Pemerintah berencana membangun Pembangkit Listrik Tenaga Nuklir (PLTN) sebagai sumber ketenagalistrikan nasional yang dianggap salah satu opsi strategis, berjangka panjang, dan berkelanjutan. Mengingat, Rencana Usaha Penyediaan Tenaga Listrik (RUPTL) 2025-2034, pemanfaatan teknologi nuklir ditargetkan mulai beroperasi pada 2032. Namun terdapat peluang percepatan hingga 2029 apabila seluruh prasyarat regulasi, teknologi, dan kelembagaan dapat dipenuhi. Bahkan kapasitas pembangkit nuklir direncanakan meningkat secara bertahap hingga 35 gigawatt, sehingga dapat menyuplai sekitar 14% kebutuhan energi nasional.
Menanggapi wacana tersebut, Dosen Bidang Reaktor Maju Pembangkit Daya, Fakultas Teknik UGM Prof. Andang Widi Harto, mengatakan ada tiga tahapan yang dapat dilakukan untuk merealisasikan gagasan PLTN. Tahapan pertama dimulai dengan pemanfaatan teknologi yang telah dimiliki. Tahapan ini dibarengi dengan Research and Development (R&D) untuk menghasilkan sebuah desain yang dapat dimanfaatkan sebagai pengembangan dari teknologi yang tersedia. “Kita ingin suatu saat bisa mandiri secara teknologi, jadi R&D bisa dimulai bersamaan dengan tahapan awal,” ujarnya, Kamis (12/2).

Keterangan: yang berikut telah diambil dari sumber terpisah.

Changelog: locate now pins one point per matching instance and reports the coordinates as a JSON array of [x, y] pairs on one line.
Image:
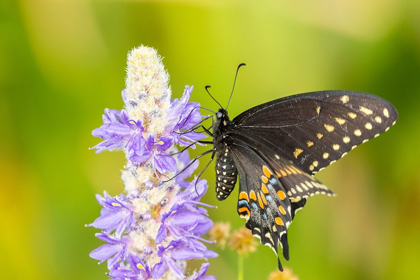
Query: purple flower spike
[[152, 230]]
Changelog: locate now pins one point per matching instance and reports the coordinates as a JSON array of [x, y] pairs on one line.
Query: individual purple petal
[[104, 252], [183, 161], [115, 131], [159, 269], [200, 275], [163, 163], [113, 251], [164, 143], [114, 216]]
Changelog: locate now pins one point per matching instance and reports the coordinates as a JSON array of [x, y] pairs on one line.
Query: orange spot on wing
[[281, 194], [279, 221], [243, 195], [244, 209], [295, 169], [252, 195], [264, 188], [265, 179], [282, 210], [260, 201], [263, 199], [267, 171]]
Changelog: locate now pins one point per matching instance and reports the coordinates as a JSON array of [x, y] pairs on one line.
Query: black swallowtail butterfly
[[278, 146]]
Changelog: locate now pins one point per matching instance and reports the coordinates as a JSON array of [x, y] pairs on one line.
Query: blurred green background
[[62, 62]]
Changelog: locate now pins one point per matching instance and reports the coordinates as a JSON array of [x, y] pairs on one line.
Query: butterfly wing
[[263, 201], [313, 130]]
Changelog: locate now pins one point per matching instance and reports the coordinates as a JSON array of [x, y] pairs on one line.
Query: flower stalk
[[157, 224]]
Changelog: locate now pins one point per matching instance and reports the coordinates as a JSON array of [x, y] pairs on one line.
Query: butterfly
[[275, 149]]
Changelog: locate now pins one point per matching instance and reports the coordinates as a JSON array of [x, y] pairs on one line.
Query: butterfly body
[[275, 149]]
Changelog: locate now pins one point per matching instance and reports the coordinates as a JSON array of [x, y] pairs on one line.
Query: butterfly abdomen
[[226, 176]]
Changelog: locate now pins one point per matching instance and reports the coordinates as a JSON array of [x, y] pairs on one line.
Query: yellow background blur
[[62, 62]]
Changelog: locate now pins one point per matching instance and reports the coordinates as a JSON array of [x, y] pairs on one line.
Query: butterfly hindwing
[[263, 201], [315, 129], [297, 183]]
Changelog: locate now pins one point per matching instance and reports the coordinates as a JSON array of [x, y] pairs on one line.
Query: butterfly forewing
[[296, 182], [315, 129]]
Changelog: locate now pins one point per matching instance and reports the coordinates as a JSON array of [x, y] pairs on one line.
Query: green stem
[[240, 267]]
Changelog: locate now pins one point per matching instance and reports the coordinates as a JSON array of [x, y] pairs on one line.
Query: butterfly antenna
[[207, 89], [234, 81]]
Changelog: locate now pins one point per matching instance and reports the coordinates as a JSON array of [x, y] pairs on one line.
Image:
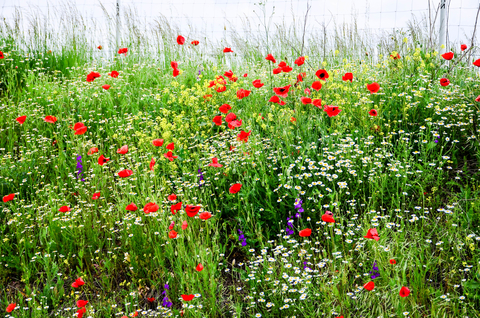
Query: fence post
[[442, 40], [117, 27]]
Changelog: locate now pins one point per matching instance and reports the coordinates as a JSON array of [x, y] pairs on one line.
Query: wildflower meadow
[[279, 184]]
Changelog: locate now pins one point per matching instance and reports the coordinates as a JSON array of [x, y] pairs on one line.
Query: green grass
[[411, 172]]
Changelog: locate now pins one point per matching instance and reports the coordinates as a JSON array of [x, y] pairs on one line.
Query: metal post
[[443, 26], [117, 37]]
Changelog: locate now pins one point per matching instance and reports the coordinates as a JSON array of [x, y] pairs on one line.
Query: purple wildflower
[[165, 301], [289, 228], [200, 175], [242, 238], [375, 271], [80, 168], [305, 265]]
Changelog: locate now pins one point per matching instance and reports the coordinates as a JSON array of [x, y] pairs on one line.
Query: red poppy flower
[[169, 155], [448, 56], [131, 207], [80, 312], [64, 209], [300, 60], [277, 70], [157, 142], [180, 40], [92, 76], [322, 74], [257, 83], [300, 77], [123, 51], [242, 93], [444, 81], [187, 297], [369, 286], [404, 291], [243, 136], [316, 85], [80, 128], [11, 307], [230, 117], [224, 108], [205, 215], [78, 282], [317, 102], [331, 110], [8, 197], [150, 207], [192, 210], [373, 88], [102, 160], [82, 303], [228, 74], [347, 77], [21, 119], [152, 163], [217, 120], [125, 173], [176, 207], [123, 150], [235, 188], [221, 89], [215, 163], [270, 58], [220, 80], [328, 217], [372, 234], [282, 91], [50, 119], [306, 100], [274, 99], [305, 232], [235, 124]]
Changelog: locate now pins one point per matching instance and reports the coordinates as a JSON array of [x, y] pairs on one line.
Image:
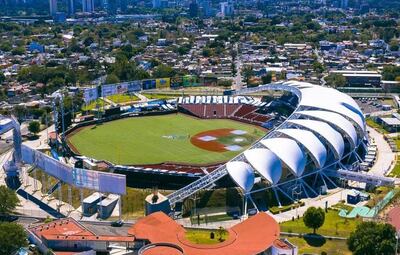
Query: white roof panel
[[266, 163], [242, 174], [289, 152], [337, 120], [333, 138], [310, 142]]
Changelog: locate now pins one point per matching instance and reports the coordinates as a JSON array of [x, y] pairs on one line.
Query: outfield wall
[[77, 177], [92, 93]]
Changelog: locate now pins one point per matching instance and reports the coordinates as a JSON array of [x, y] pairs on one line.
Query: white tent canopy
[[266, 163], [289, 152]]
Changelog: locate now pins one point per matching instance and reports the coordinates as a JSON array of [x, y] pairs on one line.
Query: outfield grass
[[334, 225], [156, 139]]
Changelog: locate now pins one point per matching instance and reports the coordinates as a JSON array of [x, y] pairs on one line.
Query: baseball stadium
[[296, 144]]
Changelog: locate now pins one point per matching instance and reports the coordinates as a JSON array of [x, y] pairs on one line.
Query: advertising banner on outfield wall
[[108, 90], [134, 86], [90, 94], [176, 82], [77, 177], [148, 84], [189, 81]]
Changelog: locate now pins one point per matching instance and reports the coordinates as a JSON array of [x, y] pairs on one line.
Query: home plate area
[[207, 138]]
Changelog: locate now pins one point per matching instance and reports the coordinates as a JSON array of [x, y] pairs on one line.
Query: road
[[238, 83], [385, 157]]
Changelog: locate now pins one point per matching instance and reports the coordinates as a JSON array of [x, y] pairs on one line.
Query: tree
[[12, 237], [8, 200], [34, 127], [2, 77], [372, 238], [318, 67], [314, 218]]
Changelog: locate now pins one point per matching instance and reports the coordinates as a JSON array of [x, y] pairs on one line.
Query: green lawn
[[309, 246], [123, 98], [199, 236], [156, 139], [334, 225]]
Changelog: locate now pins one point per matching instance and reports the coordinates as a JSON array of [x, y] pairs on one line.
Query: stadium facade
[[325, 137]]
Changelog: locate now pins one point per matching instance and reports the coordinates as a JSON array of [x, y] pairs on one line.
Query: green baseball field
[[168, 138]]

Tahapan kedua, dalam proses pengembangannya membutuhkan kesiapan regulasi, penguatan kelembagaan, kepastian investasi, serta pengembangan riset dan sumber daya manusia menjadi suatu hal yang tidak dapat diabaikan. Sebagai satu-satunya Program Studi Teknik Nuklir di Indonesia, Andang, menegaskan bahwa UGM memiliki peran dalam mempersiapkan sumber daya manusia, terutama dalam proses persiapan, kelayakan, maupun pengawasan. “Kita bisa mempersiapkan operator yang mengawasi bagian teknisi nuklirnya. Kemudian kita juga bisa memberikan semacam training pengetahuan dasar atau konsultasi mengenai nuklir,” ungkapnya.

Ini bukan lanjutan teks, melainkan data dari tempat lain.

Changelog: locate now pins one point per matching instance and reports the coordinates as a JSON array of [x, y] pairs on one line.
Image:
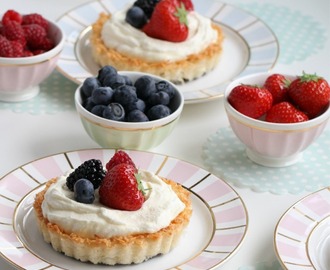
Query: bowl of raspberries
[[277, 116], [127, 109], [30, 46]]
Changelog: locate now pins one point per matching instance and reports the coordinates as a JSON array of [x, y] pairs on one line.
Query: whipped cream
[[126, 39], [160, 208]]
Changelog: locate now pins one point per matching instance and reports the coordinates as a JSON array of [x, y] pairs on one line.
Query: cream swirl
[[121, 36], [89, 220]]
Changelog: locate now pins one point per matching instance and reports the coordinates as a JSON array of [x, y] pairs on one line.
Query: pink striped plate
[[216, 231], [302, 235]]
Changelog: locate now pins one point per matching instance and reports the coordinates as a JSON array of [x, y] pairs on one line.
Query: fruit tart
[[167, 38], [112, 215]]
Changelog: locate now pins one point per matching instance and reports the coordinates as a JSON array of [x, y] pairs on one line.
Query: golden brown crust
[[193, 66], [84, 249]]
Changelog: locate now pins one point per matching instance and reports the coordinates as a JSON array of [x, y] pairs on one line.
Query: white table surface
[[25, 137]]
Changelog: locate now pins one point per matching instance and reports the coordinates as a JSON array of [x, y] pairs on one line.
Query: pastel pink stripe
[[214, 190], [47, 167], [317, 204], [288, 222], [16, 186], [205, 262], [229, 240], [229, 215], [294, 252], [182, 171], [6, 211]]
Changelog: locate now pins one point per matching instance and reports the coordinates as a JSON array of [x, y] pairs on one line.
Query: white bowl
[[272, 144], [20, 77], [129, 135]]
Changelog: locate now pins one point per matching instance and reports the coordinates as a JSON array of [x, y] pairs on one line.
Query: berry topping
[[121, 188], [84, 191], [310, 93], [250, 100], [136, 17], [114, 96], [168, 21], [118, 158], [91, 169], [285, 112]]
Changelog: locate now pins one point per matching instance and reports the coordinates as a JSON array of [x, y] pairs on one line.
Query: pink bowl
[[20, 77], [272, 144]]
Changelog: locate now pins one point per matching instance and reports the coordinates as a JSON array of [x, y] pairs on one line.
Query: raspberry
[[35, 18], [91, 169], [14, 31], [11, 15], [34, 34], [5, 47]]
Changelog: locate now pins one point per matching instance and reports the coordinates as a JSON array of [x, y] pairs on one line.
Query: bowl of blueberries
[[127, 109]]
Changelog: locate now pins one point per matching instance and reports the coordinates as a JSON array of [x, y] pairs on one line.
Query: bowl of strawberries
[[30, 46], [277, 116]]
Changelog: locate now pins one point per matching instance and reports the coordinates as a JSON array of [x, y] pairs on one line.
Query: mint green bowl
[[128, 135]]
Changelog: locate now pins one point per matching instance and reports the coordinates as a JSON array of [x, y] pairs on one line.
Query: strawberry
[[250, 100], [118, 158], [168, 21], [11, 15], [121, 188], [188, 4], [310, 93], [277, 85], [285, 112]]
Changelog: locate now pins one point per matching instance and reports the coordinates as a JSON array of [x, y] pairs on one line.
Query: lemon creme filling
[[121, 36], [162, 205]]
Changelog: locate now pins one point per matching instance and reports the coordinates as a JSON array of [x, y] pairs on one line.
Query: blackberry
[[91, 169], [147, 6]]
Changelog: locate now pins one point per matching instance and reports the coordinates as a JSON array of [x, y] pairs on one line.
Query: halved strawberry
[[168, 21], [118, 158], [285, 112], [122, 189], [250, 100]]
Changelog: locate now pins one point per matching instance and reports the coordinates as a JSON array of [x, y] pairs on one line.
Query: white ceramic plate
[[302, 235], [217, 228], [250, 46]]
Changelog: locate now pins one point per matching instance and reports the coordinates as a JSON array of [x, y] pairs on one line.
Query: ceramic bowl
[[272, 144], [129, 135], [20, 77]]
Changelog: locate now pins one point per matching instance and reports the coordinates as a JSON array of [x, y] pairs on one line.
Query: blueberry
[[145, 86], [125, 95], [166, 87], [106, 71], [98, 110], [102, 95], [158, 111], [88, 104], [139, 104], [136, 17], [114, 81], [89, 85], [84, 191], [114, 111], [137, 116], [160, 97]]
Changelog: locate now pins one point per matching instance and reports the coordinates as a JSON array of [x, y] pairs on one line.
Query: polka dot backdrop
[[225, 156], [299, 35], [56, 94]]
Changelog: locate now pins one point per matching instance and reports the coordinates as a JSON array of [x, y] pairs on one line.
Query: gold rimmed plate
[[216, 230], [250, 46]]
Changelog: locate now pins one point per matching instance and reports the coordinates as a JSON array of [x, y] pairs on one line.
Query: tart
[[92, 246], [175, 61]]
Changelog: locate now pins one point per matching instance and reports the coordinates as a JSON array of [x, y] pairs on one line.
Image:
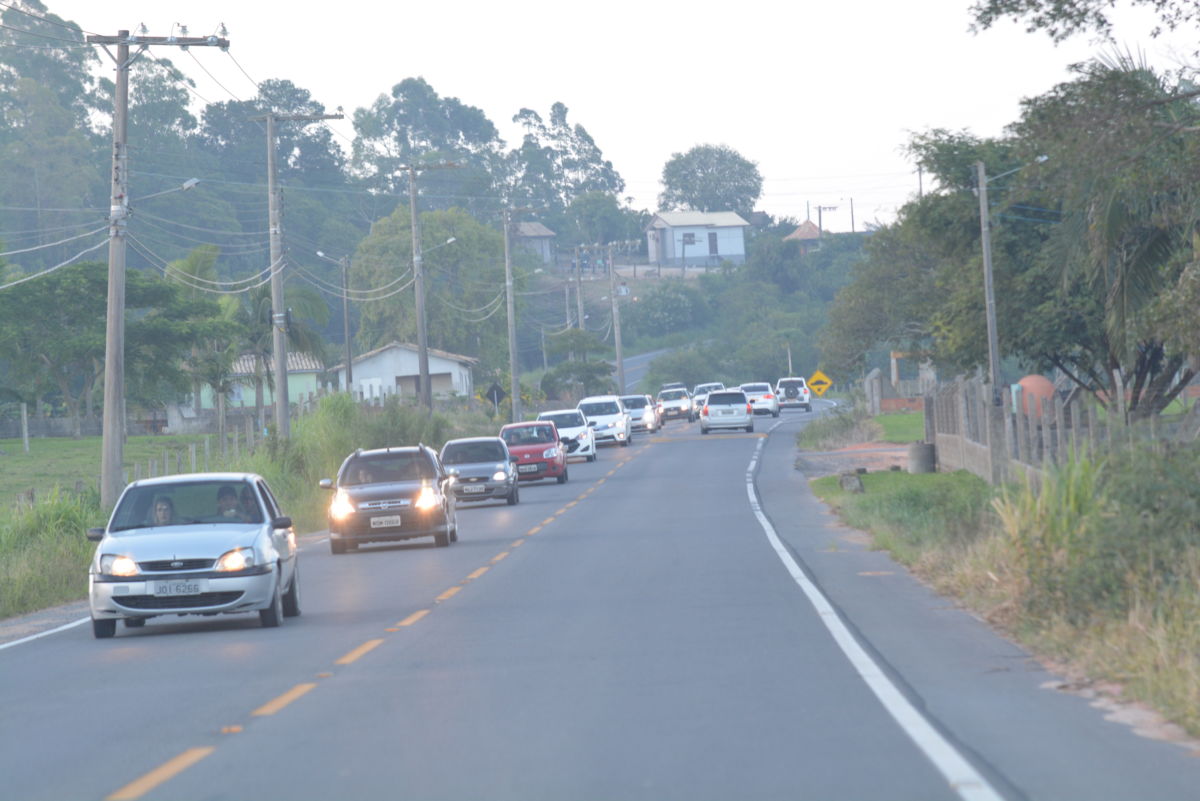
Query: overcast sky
[[821, 95]]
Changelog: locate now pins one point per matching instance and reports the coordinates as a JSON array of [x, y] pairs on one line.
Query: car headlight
[[426, 499], [238, 559], [118, 565], [341, 506]]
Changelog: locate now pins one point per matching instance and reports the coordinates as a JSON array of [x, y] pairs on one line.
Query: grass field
[[60, 462], [903, 427]]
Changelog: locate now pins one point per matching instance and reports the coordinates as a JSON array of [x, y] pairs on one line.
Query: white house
[[696, 238], [539, 239], [395, 369]]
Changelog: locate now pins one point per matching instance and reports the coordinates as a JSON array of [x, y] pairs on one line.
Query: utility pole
[[513, 320], [346, 323], [279, 312], [988, 293], [616, 323], [579, 287], [113, 432]]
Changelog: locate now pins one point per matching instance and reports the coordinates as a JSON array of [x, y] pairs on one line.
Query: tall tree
[[711, 178]]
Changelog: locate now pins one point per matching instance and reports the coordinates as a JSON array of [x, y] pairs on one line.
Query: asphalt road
[[649, 630]]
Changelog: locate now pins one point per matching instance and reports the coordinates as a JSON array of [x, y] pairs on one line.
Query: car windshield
[[565, 420], [186, 503], [472, 452], [528, 435], [600, 408], [387, 468], [726, 398]]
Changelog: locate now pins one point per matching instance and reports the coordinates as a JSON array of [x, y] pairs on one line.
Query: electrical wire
[[58, 266], [61, 241]]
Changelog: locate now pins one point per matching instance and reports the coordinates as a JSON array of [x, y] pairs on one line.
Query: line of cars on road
[[219, 543]]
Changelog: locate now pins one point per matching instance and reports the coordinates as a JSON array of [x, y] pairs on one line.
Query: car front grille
[[178, 601], [175, 564]]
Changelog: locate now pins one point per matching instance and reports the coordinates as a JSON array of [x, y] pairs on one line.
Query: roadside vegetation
[[43, 553], [1098, 568]]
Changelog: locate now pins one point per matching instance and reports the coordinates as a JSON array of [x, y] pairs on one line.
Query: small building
[[538, 239], [696, 238], [395, 369]]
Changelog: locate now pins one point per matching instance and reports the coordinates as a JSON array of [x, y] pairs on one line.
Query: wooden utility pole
[[279, 311], [616, 321], [113, 425], [515, 378]]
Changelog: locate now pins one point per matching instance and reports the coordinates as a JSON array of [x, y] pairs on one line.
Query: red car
[[539, 455]]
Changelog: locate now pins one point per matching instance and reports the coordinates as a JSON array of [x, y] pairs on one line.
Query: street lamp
[[989, 294]]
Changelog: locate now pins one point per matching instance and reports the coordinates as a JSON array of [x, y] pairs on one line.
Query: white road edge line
[[46, 633], [963, 777]]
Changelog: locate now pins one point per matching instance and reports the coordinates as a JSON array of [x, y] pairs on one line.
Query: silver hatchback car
[[726, 409], [193, 544]]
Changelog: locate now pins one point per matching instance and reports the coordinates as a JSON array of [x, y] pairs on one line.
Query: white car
[[762, 397], [607, 419], [193, 544], [793, 392], [726, 409], [573, 427]]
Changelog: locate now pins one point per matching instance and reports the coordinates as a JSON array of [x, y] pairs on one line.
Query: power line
[[58, 266]]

Selanjutnya, untuk tahapan ketiga, Andang turut menyoroti aspek pengelolaan limbah radioaktif yang menjadi salah satu perhatian utama dalam pengoperasian PLTN. Ia menerangkan bahwa saat ini limbah radioaktif telah dikelola dengan sistem penanganan yang ketat dan terkontrol. Tantangan yang dihadapi terletak pada usia limbah radioaktif yang dapat bertahan hingga ribuan tahun, sehingga memerlukan sistem penyimpanan aman dalam jangka waktu yang panjang. “Limbah radioaktif PLTN sudah ditangani. Semua limbah diwadahi dalam kontainer. Tantangannya adalah bagaimana kontainer tersebut bisa bertahan sampai ratusan tahun dan tidak rusak,” jelasnya
Lebih lanjut, Andang menyebutkan bahwa saat ini telah tersedia solusi berjangka panjang melalui teknologi daur ulang limbah aktif. Sayangnya, teknologi tersebut masih dalam tahap pengembangan dan belum bersifat komersial. “Teknologinya memang belum siap pakai, tetapi secara konsep dan teori sudah ada dan sebenarnya bisa terus dikembangkan,” tambahnya.
Adanya peluang dan tantangan yang ada, pengembangan pembangkit listrik tenaga nuklir di Indonesia menurutnya memang tidak dapat terwujud secara instan. Namun kebutuhan akan listrik nasional yang terus meningkat, membuka ruang bagi energi nuklir sebagai sumber energi rendah emisi yang stabil. Dengan perencanaan yang matang dan pengelolaan risiko terkontrol, wacana tersebut dapat menjadi peluang untuk membangun kemandirian teknologi bagi Indonesia di masa depan. “Risiko pasti ada. Tapi, secara teknologi kita sudah bisa mengatasi itu,” ujarnya.